Continuing west along the passage of the North Platte River another fifty miles (80 km) brought emigrants to its confluence with the Laramie River. Fort Laramie (map) offered respite and protection, a spot occupied since the 1830’s when a private fur trading post opened. The US Government recognized the strategic significance of this position and acquired the post in 1849. It became the Army’s most important presence on the Northern Plains, a way to protect wagon trains and keep a strong military force amongst Native American tribes who rightfully resented incursions upon their territory.

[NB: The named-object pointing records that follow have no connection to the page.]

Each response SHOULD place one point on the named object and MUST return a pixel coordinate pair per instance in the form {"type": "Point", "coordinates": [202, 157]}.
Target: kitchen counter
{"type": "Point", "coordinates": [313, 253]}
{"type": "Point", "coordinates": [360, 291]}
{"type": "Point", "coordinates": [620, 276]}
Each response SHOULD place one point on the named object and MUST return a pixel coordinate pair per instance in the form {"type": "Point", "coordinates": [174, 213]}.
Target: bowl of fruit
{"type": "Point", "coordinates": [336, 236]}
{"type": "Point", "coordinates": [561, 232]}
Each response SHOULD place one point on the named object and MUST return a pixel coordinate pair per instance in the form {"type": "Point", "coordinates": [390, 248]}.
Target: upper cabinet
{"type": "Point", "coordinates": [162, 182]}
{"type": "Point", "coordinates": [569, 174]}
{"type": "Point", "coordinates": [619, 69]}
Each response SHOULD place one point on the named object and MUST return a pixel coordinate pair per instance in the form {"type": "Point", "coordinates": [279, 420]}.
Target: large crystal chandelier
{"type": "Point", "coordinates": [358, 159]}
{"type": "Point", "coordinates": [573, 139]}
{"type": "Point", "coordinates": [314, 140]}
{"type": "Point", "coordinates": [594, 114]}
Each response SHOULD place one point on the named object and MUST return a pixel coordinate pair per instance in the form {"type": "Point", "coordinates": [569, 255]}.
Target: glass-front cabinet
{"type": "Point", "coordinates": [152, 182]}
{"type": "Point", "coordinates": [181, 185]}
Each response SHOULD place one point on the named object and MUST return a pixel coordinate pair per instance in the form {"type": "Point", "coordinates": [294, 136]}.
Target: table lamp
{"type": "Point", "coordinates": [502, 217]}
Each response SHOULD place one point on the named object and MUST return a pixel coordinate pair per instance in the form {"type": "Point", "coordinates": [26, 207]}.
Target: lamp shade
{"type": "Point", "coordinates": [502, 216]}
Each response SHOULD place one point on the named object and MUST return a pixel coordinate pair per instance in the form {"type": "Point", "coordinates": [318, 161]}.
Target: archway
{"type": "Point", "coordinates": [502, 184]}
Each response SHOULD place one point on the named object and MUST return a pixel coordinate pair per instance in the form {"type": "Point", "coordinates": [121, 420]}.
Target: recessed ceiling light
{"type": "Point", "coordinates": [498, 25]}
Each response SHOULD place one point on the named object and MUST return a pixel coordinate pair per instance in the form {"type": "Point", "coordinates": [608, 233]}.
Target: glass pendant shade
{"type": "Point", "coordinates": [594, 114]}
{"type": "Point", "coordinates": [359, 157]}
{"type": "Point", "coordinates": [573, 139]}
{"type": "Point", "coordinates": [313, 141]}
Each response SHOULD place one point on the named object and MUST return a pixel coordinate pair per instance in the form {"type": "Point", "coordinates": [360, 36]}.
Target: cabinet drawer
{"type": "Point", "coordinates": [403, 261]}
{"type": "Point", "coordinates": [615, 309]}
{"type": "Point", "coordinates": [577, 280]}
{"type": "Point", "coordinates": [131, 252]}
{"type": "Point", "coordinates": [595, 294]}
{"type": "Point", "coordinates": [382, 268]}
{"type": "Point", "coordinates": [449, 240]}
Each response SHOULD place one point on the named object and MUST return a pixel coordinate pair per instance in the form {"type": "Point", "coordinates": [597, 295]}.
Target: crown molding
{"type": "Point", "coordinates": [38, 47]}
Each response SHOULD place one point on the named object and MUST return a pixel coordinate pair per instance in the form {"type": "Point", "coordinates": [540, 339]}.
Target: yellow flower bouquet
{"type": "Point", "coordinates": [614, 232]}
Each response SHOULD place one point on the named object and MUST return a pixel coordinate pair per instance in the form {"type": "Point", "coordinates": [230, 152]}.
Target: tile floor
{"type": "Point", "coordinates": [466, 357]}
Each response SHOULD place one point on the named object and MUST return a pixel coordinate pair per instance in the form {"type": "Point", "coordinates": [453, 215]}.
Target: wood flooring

Fort Laramie held its key position through the entire pioneer period of the late 19th Century. It become an anachronism when transcontinental railroads replaced wagons and as Native inhabitants were forced onto reservations. The fort disbanded in 1890 and most of its assets were sold to the public. Much later the Government re-acquired what was left to create Fort Laramie National Historic Site.
Cold Spring Campground
Cold Spring Campground (map) was much less significant than the other trailside sites I encountered. It was the westernmost site on my brief journey on the trail so I wanted to mention it anyway. Leaving Fort Laramie, pioneers would have arrived at the Cold Spring Campground probably after the first full day of walking. It offered a place to camp overnight with a reliable source of water. Soldiers from Fort Laramie also dug rifle pits into the nearby hillside for additional protection both for the emigrants and for their own workers who quarried stones nearby to improve the fort. There were dozens of other sites like this along full length of the trails.
I had an opportunity to cover only a very short segment of the conjoined Mormon-California-Oregon Trail path. Now I’d like to pick one of those trails and follow it in its entirety from east to west. I will place that on the long 12MC list of activities I hope to cover someday.